Practicing Telemedicine
There are three possible roles for a telemedicine practitioner: local patient contact; remote consultant; and remote operator. All of these imply contact and decision making for a specific patient and trigger the formation of a physician–patient relationship with its attendant legal duties. Running an Internet site that provides medical information to the general public, rather than specific advice to individual patients, does not trigger the physician–patient relationship and is legally more like publishing a book. Such activities are generally protected by the First Amendment and cannot be the basis of tort liability, other than for publication related torts such as defamation. Giving advice to specific patients can trigger a physician–patient relationship, as would any medical decisions such as writing a prescription or providing medications by mail order.

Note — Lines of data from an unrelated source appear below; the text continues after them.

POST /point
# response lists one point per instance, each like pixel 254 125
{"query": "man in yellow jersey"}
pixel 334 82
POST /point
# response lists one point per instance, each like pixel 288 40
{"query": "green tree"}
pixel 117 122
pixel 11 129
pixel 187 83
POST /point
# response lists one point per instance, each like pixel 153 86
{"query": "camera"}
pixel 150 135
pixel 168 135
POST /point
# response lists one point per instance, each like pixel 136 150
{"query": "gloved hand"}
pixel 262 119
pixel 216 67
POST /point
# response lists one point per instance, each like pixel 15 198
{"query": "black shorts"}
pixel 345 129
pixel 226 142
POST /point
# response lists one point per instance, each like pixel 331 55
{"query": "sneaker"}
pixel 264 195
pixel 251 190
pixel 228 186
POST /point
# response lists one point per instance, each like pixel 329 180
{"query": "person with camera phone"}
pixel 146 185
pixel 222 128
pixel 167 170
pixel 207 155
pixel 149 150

Some telemedicine consultations mimic classic phone consultations—the patient’s local physician knows the consultant and his or her expertise and all the medical recommendations are given to the local physician, who implements them as he or she sees fit. As long as the consultant in these consultations does not do any independent testing or evaluation of data (as would a cardiologist or radiologist), most states would see this as advice to the local physician and would not assume that a physician–patient relationship was formed. This starts to change when the patient is introduced into the consultation. When the remote consultant makes direct contact with the patient, either by video or audio, or perhaps even email, there is a strong presumption that a physician–patient relationship has been formed.